On peine à imaginer le travail en amont de cette soirée. Chaque chanson en effet a fait l’objet d’arrangements signés Étienne Champollion. C’est la raison pour laquelle nous pensons que ce concert c’est d’abord le sien et celui de son orchestre. Le temps de répétition aura été particulièrement réduit. D’ailleurs, chaque chanteuse a ses mots pour dire son admiration, sa chance et… son trac. C’est Clarika qui évoquera un souvenir cinématographique des années quatre-vingt : Sophie Marceau à la Sorbonne, passant son oral, dans L’Étudiante de Claude Pinoteau…
Nous serons à plusieurs reprises étourdis devant la beauté qui nous est offerte. Parfois dans la sobriété de la clarinette ou dans le romantisme des cordes… On notera par exemple le rôle de la clarinette basse dans le titre de Buridane, Sauvage, ou celui du piano et des cordes qui introduisent l’émouvante chanson d’amour de Céline Ollivier en conclusion de son passage… « Si j’avance c’est pour toi »… et qui s’achève comme un instant suspendu…
Car de l’amour il en a été question ! On pourrait même dire qu’il n’a été question que de lui… La grande affaire de nos vies ! Et rappelle Clarika à plusieurs reprises, c’est une affaire qui finit mal, en général… !
On notera d’ailleurs la force, l’énergie, le charisme de Clarika. Mais on aimera aussi beaucoup – nous l‘avons écrit l’été dernier à Concèze – le duo que Dani offre avec Émilie Marsh. Ces deux femmes se font une confiance absolue. On la voit, on la sent… On ne sait laquelle des deux est le soutien de l’autre… C’est un moment de complicité d’une grande beauté. Et c’est Dani qui chante « Non, l’amour ne dure pas… Combien de roses à peine écloses m’as-tu offertes, souviens-toi… » Et c’est elle aussi qui évoque la fragilité de toute vie, de tout sentiment, cette sensation qu’il s’en est fallu de peu pour que tout fût différent… « J’en tremble encore »…
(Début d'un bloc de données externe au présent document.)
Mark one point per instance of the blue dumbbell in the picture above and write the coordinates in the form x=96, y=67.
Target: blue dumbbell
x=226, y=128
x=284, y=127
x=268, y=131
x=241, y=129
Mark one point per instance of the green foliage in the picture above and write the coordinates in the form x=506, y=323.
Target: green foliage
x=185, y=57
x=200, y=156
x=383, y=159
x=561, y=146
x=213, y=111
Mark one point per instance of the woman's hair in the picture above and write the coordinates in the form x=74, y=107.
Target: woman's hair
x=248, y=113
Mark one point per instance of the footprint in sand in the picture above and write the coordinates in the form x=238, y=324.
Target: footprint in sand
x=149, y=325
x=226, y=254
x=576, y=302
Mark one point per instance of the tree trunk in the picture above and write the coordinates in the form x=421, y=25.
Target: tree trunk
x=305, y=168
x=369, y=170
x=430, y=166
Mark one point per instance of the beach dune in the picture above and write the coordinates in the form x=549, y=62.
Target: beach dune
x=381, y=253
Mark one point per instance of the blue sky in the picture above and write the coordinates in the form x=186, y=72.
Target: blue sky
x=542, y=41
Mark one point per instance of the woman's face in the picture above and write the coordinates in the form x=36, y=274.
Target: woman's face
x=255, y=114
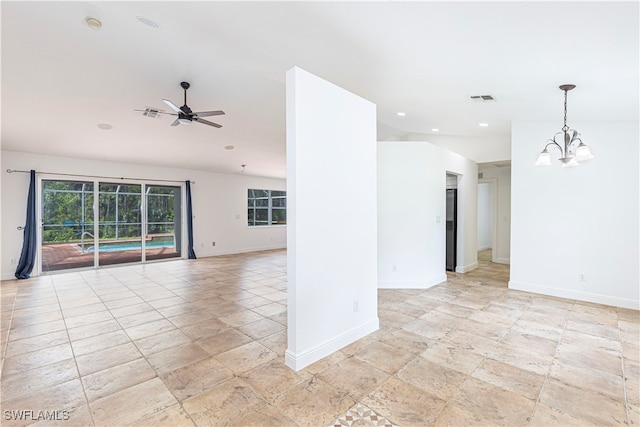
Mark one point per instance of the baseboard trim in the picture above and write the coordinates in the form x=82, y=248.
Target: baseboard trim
x=412, y=284
x=467, y=268
x=575, y=295
x=297, y=361
x=239, y=251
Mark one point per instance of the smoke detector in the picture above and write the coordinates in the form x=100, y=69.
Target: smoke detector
x=482, y=98
x=152, y=113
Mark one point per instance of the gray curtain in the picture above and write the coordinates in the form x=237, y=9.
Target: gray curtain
x=190, y=252
x=28, y=255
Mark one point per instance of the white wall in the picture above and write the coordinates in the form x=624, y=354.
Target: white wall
x=572, y=221
x=485, y=216
x=411, y=213
x=219, y=203
x=501, y=176
x=332, y=239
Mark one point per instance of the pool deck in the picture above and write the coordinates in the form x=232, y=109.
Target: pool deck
x=65, y=256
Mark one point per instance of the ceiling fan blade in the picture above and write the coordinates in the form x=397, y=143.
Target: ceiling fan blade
x=207, y=122
x=208, y=113
x=173, y=106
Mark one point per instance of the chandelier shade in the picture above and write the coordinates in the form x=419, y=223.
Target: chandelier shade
x=572, y=150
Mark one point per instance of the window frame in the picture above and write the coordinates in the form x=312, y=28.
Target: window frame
x=252, y=210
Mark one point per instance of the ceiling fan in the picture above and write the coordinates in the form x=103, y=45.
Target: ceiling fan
x=185, y=115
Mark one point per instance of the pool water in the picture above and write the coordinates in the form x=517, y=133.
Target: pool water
x=130, y=246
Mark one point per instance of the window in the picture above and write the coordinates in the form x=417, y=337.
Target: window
x=266, y=207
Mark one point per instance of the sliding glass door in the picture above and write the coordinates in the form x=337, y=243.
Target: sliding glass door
x=132, y=223
x=67, y=225
x=163, y=222
x=119, y=223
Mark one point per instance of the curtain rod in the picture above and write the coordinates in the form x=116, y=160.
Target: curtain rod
x=98, y=176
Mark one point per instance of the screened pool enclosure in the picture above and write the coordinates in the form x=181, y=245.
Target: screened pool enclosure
x=92, y=223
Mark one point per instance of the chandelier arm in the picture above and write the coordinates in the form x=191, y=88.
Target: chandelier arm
x=554, y=143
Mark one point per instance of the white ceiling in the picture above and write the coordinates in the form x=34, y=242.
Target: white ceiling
x=61, y=78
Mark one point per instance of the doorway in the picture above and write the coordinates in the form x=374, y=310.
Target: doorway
x=487, y=220
x=451, y=216
x=93, y=224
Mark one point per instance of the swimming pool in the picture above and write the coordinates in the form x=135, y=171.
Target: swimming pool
x=129, y=246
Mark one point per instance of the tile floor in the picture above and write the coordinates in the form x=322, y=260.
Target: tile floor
x=202, y=343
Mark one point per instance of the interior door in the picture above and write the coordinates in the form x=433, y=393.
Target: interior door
x=451, y=229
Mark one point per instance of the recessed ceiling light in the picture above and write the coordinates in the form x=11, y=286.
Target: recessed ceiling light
x=148, y=22
x=93, y=23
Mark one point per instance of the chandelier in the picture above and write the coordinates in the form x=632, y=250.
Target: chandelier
x=572, y=149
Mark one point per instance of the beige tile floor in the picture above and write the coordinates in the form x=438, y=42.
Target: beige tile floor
x=202, y=343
« On ne badine pas avec l’amour », Musset, le film de Pinoteau, Sophie Marceau encore… Mais ce sont aussi les mots de la chanson de Clarika quand l’amour s’arrête… « J’en aurai encore pour le reste de ma vie »… À moins qu’on ne lui préfère ceux, mutins, espiègles de Clio qui tombe amoureuse tous les mardis… et malheureuse le lendemain.
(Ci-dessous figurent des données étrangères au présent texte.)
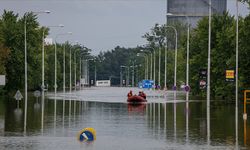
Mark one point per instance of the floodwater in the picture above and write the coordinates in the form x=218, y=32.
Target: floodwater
x=167, y=121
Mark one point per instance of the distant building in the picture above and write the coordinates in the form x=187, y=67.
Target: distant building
x=194, y=9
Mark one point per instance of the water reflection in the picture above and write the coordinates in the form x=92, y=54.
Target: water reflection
x=175, y=124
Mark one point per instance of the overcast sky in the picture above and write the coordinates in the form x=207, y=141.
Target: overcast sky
x=100, y=24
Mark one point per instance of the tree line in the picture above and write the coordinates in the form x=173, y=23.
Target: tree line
x=223, y=43
x=108, y=64
x=12, y=54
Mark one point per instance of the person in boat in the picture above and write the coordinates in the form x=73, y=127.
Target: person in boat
x=142, y=94
x=130, y=93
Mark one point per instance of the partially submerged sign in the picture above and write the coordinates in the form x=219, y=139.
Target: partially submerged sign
x=18, y=96
x=2, y=79
x=230, y=75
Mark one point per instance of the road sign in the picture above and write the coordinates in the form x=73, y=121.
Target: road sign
x=203, y=84
x=2, y=79
x=37, y=93
x=147, y=84
x=203, y=73
x=87, y=134
x=230, y=75
x=18, y=96
x=187, y=88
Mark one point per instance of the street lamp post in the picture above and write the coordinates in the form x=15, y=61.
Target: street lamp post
x=60, y=25
x=175, y=61
x=55, y=86
x=126, y=67
x=25, y=66
x=88, y=69
x=159, y=73
x=154, y=68
x=146, y=64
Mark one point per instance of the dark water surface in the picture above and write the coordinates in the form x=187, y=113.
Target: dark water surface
x=165, y=122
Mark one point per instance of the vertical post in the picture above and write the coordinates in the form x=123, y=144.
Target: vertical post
x=236, y=73
x=70, y=84
x=154, y=69
x=25, y=68
x=43, y=62
x=166, y=48
x=208, y=74
x=95, y=72
x=187, y=75
x=165, y=72
x=55, y=86
x=80, y=71
x=175, y=61
x=128, y=75
x=151, y=66
x=145, y=75
x=75, y=68
x=245, y=102
x=159, y=74
x=133, y=74
x=120, y=76
x=64, y=68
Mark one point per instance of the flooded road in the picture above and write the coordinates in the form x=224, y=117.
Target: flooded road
x=166, y=121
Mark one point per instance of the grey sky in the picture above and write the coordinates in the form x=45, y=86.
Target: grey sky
x=100, y=24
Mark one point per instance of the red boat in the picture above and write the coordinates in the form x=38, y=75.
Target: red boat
x=135, y=99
Le plus étonnant, c’est que cette succession de chansons paraissait avoir sa continuité et sa logique. Commencée avec la jeunesse de Clio, qui paraît se jouer des sentiments amoureux, refuser de s’y torturer, poursuivie avec la quête identitaire plus douloureuse de Buridane, puis avec la troublante prière de Céline Ollivier « Ne tarde pas », le chagrin de Clarika, et pour finir la « sagesse » de Dani, « La seule chose pour laquelle il y a urgence, c’est l’amour tout court… »
Au-delà de l’amour qui paraissait nous envelopper tous dans cet amphithéâtre circulaire, ce qui a fait l’unité de la soirée c’est bien l’accompagnement des dix musiciens, l’ensemble DécOUVRIR enrichi pour cette soirée des guitares d’Émilie Marsh, offrant ses couleurs singulières à chaque chanson.
La soirée s’est poursuivie en terrasse, place de la Sorbonne… Il y était encore beaucoup question de musique, de poésie et de chansons comme si cette histoire d’amour là ne devait jamais connaître de fin.